New Day put acquisitions on pause for a while given how high valuations had gotten, particularly in 2021 and early on in 2022. But now, with the market normalizing, the plan is to continue growing in a disciplined – but rapid – manner.

Herman believes the company’s overall patient census will eclipse 10,000 patients this year. As that mark gets closer, he and his team will be evaluating acquisition targets that help fill out the company’s footprint, stacking those three service lines on top of each other.

“Our M&A strategy is very disciplined,” he said. “We won’t stray from that discipline. We understand that quality companies are built from quality contributors. We don’t mind companies that need help. But we’re not really interested in large-scale turnarounds.”

New day, new operating realities

Like many companies that launched in 2020 during the pandemic, New Day started off as a fully-remote operation. 

It has continued to operate that way, however, and for a specific reason.

“This is one of the many guiding principles that makes operating overhead extremely low for us,” Herman said. “It allows us to pump resources back into clinical care and labor, such as our employee benefit offerings.”

Instead of opening up brick-and-mortar locations across its footprint, New Day is investing fully in that remote operational model in Texas – while providing in-person care – to differentiate its benefit offerings.

The company offers full benefits to part-time and PRN staff, for example. Those benefits include medical, dental, short-term disability and life insurance.

Then, in its M&A strategy, New Day is able to seek out providers that have large managed care populations on their censuses.

Though the amount of Medicare Advantage (MA) beneficiaries are growing, the health plans those beneficiaries are under tend to pay less for home health services compared to traditional Medicare.

But Herman and his team are not shying away from that. That’s another reason why keeping operating costs low is imperative.

“We can create low overhead and low cost of delivery, which allows us to take large swaths of managed care or per visit clients, with multiple payers, in a very cost effective manner. That produces a healthy gross margin,” he said. “We proved that model can scale, and now we can replicate it. So, with our acquisition strategy, we can buy and integrate companies that have large managed care populations.”

To prove its worth to payers across the board, New Day developed its own software system: “Carelytics.”

The plan was never to be in the software business, but New Day’s model called for it, Herman said.

“We had to develop something that we could look at all payers through, all aspects through, and [be able to] track,” he said. “We’ve done that internally. We don’t ever intend to be in the software business, but we’re in the patient data business. We had to create our own avenues. That’s what changed the most: as payers shift, as populations grow, we have to be able to consolidate data, rapidly interpret it and get teams on the ground to intervene to really move outcomes.”

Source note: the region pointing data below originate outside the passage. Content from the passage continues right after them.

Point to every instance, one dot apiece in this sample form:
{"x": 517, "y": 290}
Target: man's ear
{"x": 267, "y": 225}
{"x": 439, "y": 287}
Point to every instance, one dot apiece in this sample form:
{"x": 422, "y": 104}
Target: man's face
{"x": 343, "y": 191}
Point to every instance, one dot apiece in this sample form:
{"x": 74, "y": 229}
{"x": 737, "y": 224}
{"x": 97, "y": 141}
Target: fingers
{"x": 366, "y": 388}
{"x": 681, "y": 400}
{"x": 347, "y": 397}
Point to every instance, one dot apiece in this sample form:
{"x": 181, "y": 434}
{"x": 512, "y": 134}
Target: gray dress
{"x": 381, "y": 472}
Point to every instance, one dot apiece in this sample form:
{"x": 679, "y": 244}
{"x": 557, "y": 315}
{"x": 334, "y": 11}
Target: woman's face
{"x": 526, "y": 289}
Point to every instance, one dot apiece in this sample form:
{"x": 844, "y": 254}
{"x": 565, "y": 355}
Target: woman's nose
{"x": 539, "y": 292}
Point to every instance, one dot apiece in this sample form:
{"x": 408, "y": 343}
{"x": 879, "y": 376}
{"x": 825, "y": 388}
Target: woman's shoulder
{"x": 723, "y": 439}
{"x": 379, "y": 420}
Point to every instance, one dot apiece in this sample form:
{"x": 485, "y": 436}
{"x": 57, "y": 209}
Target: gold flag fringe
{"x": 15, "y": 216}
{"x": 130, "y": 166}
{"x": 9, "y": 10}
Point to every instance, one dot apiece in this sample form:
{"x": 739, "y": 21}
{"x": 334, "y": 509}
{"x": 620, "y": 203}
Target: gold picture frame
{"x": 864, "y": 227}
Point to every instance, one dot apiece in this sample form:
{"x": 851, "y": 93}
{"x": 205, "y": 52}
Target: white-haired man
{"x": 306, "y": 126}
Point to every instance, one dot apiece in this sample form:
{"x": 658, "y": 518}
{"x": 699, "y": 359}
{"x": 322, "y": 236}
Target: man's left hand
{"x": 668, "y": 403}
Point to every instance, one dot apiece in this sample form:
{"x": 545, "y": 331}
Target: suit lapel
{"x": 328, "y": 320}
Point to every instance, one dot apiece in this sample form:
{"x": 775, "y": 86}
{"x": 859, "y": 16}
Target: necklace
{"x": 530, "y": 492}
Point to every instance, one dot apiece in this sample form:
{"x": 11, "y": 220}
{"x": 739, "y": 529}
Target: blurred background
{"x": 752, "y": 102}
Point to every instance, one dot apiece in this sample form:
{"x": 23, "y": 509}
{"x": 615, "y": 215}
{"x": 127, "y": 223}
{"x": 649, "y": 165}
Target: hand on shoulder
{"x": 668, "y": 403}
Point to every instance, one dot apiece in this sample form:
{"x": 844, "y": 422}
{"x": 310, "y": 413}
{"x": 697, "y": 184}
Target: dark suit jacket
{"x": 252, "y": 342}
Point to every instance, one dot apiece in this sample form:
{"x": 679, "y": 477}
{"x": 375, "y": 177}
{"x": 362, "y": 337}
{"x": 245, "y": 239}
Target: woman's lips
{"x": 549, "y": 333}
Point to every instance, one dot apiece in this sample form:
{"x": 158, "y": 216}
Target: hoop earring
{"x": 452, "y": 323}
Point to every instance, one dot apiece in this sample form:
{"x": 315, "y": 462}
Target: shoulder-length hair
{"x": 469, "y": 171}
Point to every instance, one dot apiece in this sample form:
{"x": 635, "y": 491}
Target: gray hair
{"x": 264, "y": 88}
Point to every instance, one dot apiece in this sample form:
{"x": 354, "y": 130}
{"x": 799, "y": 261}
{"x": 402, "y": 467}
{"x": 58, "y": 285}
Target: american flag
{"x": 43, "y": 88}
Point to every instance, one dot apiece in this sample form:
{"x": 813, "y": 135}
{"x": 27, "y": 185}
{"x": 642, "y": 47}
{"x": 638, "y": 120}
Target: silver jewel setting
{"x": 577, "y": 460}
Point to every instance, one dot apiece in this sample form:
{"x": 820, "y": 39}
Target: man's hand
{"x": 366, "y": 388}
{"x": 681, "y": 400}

“Burn the ships” comes from a song of the same name by the band KING & COUNTRY.

The first verse of the song begins with, “How did we get here?” The answer to that is better suited for a book than an article. The point is that home-based care is here now, in a different place than it used to be.

The third verse appropriately begins with, “step into a new day, we can rise up from the dust and walk away.”

“Home care is different, it’s moving under our feet, it’s changing right in front of our eyes. And it has been for a decade, right?” Herman said. “If we’re going to continue to watch the market shift to Medicare Advantage, continue to watch our aging population and census grow, continue to see chronic disease as a big problem for the financing of America, then we have to completely rethink everything we do.”